The Germans count the cost of Crete

The German parachute troop losses during the invasion of Crete were high.

The Germans ultimately prevailed on Crete but at great cost. Estimates of the exact losses vary greatly – there were around 4,000 German graves on Crete. But British naval commanders believed they had accounted for thousands more when they sunk troop transports bringing men across by sea at the height of the battle. Only a few hundred bodies were washed up. Churchill estimated total losses at around 15,000, some put it even higher.

Hitler lost all enthusiasm for large scale parachute operations after the battle, in the future parachute troops would be used as elite infantry. Possible future operations against Malta and Cyprus were discarded.

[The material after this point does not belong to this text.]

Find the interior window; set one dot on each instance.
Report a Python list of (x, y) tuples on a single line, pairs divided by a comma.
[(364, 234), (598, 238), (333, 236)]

Baron von der Heydte considered it a pyrrhic victory. He had fought with the 3rd Parachute Regiment at Crete. He was to recall his meeting with General Kurt Student, the German parachute commander, on 28th May 1941:

General Student visited us almost immediately after the fall of Canea. Had fourteen days really elapsed since I had last seen him issuing orders in Athens?

He had visibly altered. He seemed much graver, more reserved, and older. There was no evidence in his features that he was joyful over the victory — his victory — and proud at the success of his daring scheme. The cost of victory had evidently proved too much for him. Some of the battalions had lost all their officers, and in several companies there were only a few men left alive.

. . . The battle for Crete was to prove the overture to the great tragedy which reached its climax at El Alamein and Stalingrad. For the first time there had stood against us a brave and relentless opponent on a battleground which favoured him.

On this occasion things had gone well with us, but it seemed almost a miracle that our great and hazardous enterprise had succeeded. How it did, I cannot say to this day. Success had suddenly come to us at a moment when, as so often happens in war, we had ceased to believe in the possibility of success.

My interview with General Student was brief and to the point. In answer to his questions I concisely reported our experiences in the attack and told him of our losses. When I had finished he grasped me firmly by the hand and held it for a long time. “I thank you,” was all he said; but the grasp of his hand and those three short words were quite sufficient for me.